憶えていてね。 ずっと、ずっと。 【snow drop】 冬は嫌い。 口癖のようによく彼女に言ったものだ。 雪の匂いが、愛しい人が土に還った記憶を蘇らせる。 忌々しくも、季節は年に一度必ず巡ってくるから、私に忘れる暇を与えてくれない。 だからこそ今愛する人には、そんな苦い記憶を植え付けたくないと思う。 けれど世界は、どうやら私を中心に回ってはくれないらしい。 他者に対してあれほど負の思い出を残したくないと危惧していたのに、思い返す事は喜びや愉しみであってほしいと思っていたのに、この 季節が来る度に彼女は私を思い出す事になるだろう。 それが事もあろうに冬だなんて。 なんという皮肉だ。 私も彼の人と大差ない。 彼女を遺して、私は逝かなければならない。 「真昼、気分どう?」 いつものように私の病室を訪ねてきた朝貴。 すたすたとこちらへ近付く彼女の鼻の頭は赤く染まっている。 そう指摘すると、「外、雪降ってるんだよ」と笑った。 ─道理で、彼女から雪が香るはずだ。 「真昼?」 知らず知らずの内に顔をしかめていたらしい。 私はすぐに笑顔を作った。 朝貴を誤魔化す自信はないけれど、それでも笑ってみせた。 忌々しいのは雪じゃない。 雪の記憶を刻みつける私自身だ。 引きずらずに楽しく生きてくれないかと思う傍ら、どうか忘れないでいてほしいと願ってしまうのは身勝手だろうか。 「また眉間に皺」 朝貴が苦笑しながら私のベッドに腰を下ろす。 ふわりと香る雪の匂いに紛れて── 「はい、これ」 そう言って差し出された彼女の手には、綺麗な綺麗なイエローのクロッカス。 知ってか知らずか、花言葉は『私を信じなさい』。 思わずベッドが軋むほど笑ってしまった。 「ねぇ」 最後のわがままだと思って、聞いてほしい。 「私が死んだ後は気にせずに他の人を愛してね」 「………」 「だけど憶えてて。
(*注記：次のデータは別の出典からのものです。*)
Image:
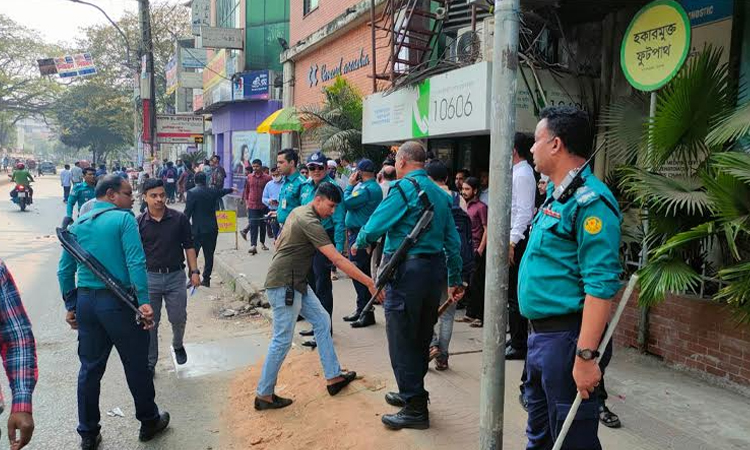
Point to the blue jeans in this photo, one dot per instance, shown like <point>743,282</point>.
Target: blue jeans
<point>284,321</point>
私のこと」 朝貴は複雑な顔をして、その後笑った。 ──…ありがとう。 突き刺すような寒さが続くようになった頃、いよいよだと思った。 明日は仕事で遅くなるけれど少しでも顔を見に寄るから、そう言って笑った昨日の朝貴の顔がぼんやり浮かぶ。 どうやら間に合いそうにないよ。 泣かないで。 愛する事をやめないで、私でなくても構わないから。 それでも憶えていてね。 私はあなたを愛し──… ─────…声は、散った。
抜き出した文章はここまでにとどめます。